The linear regression problem can be written in general by first considering random variables $X \in \mathbb{R}^p$ and $Y \in \mathbb{R}$. Then, the linear regression problem can be described as looking for:
$$ \arg\min_{\beta \in \mathbb{R}^p} \mathbb{E}\left[(Y-X\beta)^2\right] $$
which has a closed form solution given by:
$$ \widehat{\beta} = \mathbb{E}[X^TX]^{-1}\mathbb{E}[X^TY] $$
I read in a talk that if we replace the expectation $\mathbb{E}$ with respect to the distribution of $(X,Y)$, by the empirical distributions $\frac{1}{n}\sum_{i=1}^{n}\delta_{Y_i}$ and $\frac{1}{n}\sum_{i=1}^{n}\delta_{X_i}$, corresponding to our dataset, then we retrieve the Ordinary Least Squares regression problem.
Can someone tell me why this is the case?

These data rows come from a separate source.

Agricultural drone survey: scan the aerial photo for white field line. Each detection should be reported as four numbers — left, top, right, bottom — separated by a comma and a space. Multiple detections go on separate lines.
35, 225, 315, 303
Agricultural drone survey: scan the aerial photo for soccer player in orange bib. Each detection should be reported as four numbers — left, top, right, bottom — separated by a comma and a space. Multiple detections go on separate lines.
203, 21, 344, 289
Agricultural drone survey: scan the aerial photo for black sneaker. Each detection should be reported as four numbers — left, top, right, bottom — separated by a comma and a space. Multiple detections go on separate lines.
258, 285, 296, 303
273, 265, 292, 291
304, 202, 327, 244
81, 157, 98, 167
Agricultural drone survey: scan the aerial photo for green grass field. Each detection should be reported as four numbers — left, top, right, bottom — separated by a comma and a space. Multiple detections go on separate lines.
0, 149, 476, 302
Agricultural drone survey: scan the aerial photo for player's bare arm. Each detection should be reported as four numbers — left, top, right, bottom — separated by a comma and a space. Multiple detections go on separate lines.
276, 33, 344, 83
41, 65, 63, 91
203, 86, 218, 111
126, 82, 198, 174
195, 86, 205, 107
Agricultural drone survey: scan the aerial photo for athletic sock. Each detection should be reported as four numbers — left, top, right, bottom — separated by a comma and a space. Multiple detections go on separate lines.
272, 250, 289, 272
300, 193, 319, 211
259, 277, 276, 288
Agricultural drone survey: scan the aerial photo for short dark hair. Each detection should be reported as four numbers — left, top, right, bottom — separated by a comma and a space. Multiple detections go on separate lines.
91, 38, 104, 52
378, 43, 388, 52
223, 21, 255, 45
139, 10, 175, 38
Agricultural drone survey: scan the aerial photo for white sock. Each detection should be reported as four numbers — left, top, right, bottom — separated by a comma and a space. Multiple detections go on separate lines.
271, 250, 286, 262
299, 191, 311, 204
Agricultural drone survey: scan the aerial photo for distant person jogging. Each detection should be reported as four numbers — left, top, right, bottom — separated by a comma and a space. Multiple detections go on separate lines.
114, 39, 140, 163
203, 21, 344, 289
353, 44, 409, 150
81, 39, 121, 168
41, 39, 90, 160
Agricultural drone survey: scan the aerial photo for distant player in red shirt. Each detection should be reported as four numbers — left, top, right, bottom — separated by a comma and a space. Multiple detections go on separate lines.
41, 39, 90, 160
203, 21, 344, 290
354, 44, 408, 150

The empirical MSE is $$ \frac{1}{n} \sum_{i=1}^n( y_i - \widehat{\mathbb{E}y_i} )^n = \frac{1}{n} \sum_{i=1}^n( y_i - \hat{y}_i )^2, $$ such that $\hat{y}_i = \hat{\beta}_0 + \sum_{j=1}^p\hat{\beta}_j x_j$. As such, the problem is finding the $\hat{\beta}$s that minimize the empirical MSE. Now, note that you can multiple the target function by $n$, it is monotone transformation, thus does not change the solution. Hence, you get the following problem $$ \arg \min_{\beta \in \mathbb{R}^{p+1}} \sum_{i=1}^n (y_i-\beta_0 - \sum_{j=1}^p\beta_j x_j)^2, $$ which is exactly the OLS problem.